Ее ничто в мире не убедит, что Сенюшку пьяный казак швырнул в пену водопада, даже не успел мальчонка и крикнуть. Ей же все чудится, что плачет сынок, и баюкает Анка, изнемогая от жалости, левую свою руку, кутает ее тряпьем. И уже не видит Анка каменной клетки.
Жизнь так яростно сжала всех в железной своей горсти, что все привыкли через несколько дней и к Анкиному безумию. И сам Сеньча перестал печаловаться над своей бабой: ей сейчас легче всех.
Сеньча первое время все ходил или топтался на месте, метался из угла в угол, как зверь в клетке. Все стояла перед глазами густая, нежноусая зелень всходов, травы, жирные, богатейшие травы, что остались на произвол судьбы. Первые дни кипело сердце Сеньчи, изрыгая самые горькие укоризны Степану и Марею.

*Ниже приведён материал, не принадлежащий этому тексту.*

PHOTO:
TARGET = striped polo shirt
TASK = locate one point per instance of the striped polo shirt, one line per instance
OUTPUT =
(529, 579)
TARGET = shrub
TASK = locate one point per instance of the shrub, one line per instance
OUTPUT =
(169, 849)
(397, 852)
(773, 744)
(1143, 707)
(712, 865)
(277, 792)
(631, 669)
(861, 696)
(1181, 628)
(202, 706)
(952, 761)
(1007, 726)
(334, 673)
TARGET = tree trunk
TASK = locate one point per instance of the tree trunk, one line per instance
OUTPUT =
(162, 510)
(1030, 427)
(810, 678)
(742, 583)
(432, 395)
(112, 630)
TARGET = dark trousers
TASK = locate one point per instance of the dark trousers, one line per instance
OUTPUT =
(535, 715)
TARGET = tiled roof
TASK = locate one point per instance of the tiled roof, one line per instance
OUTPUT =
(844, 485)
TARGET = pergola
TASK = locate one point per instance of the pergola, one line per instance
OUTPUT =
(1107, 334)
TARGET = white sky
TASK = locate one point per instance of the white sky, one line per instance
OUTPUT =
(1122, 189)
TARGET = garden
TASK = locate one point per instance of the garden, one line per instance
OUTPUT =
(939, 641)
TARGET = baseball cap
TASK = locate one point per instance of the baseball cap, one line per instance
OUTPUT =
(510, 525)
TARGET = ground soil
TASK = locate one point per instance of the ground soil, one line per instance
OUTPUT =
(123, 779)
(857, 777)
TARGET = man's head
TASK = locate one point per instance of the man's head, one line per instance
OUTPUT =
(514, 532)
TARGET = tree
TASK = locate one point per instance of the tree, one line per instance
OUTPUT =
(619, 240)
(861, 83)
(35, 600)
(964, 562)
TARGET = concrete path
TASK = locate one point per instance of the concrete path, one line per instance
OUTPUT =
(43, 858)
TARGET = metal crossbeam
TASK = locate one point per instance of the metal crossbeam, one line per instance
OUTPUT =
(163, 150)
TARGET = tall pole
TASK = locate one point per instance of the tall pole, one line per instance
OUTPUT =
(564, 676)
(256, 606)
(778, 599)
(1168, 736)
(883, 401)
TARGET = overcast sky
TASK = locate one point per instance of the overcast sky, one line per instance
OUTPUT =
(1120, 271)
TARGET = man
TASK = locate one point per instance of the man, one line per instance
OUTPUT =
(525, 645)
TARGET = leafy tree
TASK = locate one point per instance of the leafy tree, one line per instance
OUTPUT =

— Дьяволы! На месте вам не сиделось… усиди вы на месте, не ходи бы на форпост, не было бы случая такого… До самой смерти бы прожили в вольности… Случай гиблой, все случай… Эх, мерзавцы худоумны!.. Неразумны враги мои!..
Сеньча убежден был, что все дело в «случае гиблом».
Степан, обхватив колени руками, увещевал Сеньчу с печальной ухмылкой:
— Эх, головушка! Сам же баешь, что на вас, горстку людскую, чисто как войной пошли. Кто же силь-нее-то? Мы аль они? Дворяне, купцы, попы…
— Нет, народушко сильнее… Чай, народушка тыщи тыщ, а лиходеев сотнями сочтешь…
Вмешался Марей. Запавшими глазами он строго глядел на Сеньчу.
— Тыща тыщ… Можа, ишо более народушка-то работного да хрестьянского… А токмо, видно, дороги себе ишо не знат…
Сеньча, бегая топочущим шагом, впивался острым взглядом в серые, впалые лица.
— У нас чо… дороги не было? Работы не ладили?
Степан усмехнулся.
— А жить умели, скажешь? Лад, скажешь, был крепкой? По прутику кажной тянул… Жить не умели… Сам говорил, как рудничны ребята ушли…
Сеньча хмурился.
— Плохо мы для себя старалися…
— Не в себе дело. Мало нас… Не-ет, верно, Мареюшко… Вот когда тучей пойдет народушко…
Сеньча вздрагивал плечами.
— Когда ишо будет? А мы вот погибай…
Марей взглянул на подслеповатое окно с решеткой под самым потолком и расправил морщины на лбу.
— А я вот, парень, когда малым был, помню: учил меня тятька запрягать. А у малого в башке, известно, дурь ребячья: то хомут криво, то дуга, то шлея не ладно… И бил меня за то отец: так изладь, так подтяни… Ну, поболели на мне шишки вдосталь, зато научился…
Степан подхватил:
— А сколько нас таких, что заместо шишек сгодятся. Мы не зря пропадаем, за товарищей терпим…
Младший из кержацких ребят тряс светлой скобкой густых волос, возбужденно мычал и махал руками, дико тараща мутные глаза. Когда солдаты и казаки кинулись на Сеньчу, словчился было молодой кержак стащить казацкую пику. Солдат так хряснул его по голове, что молодой кержак откусил себе язык. Теперь он на все отвечал по-своему: мычал, мучительно играя вдруг опустевшими глазами. Никто не понимал его.
Мрачно молчала Татьяна. Веселая румяная девка вся выцвела, как кумач под дождями, — родной бы матери не узнать. Татьяну солдаты увели на гульбище в одуревший от ужаса аул. С гульбища пришла она с блуждающими глазами, с белыми трясущимися губами, вся в синяках, горбя плечи, ломая руки.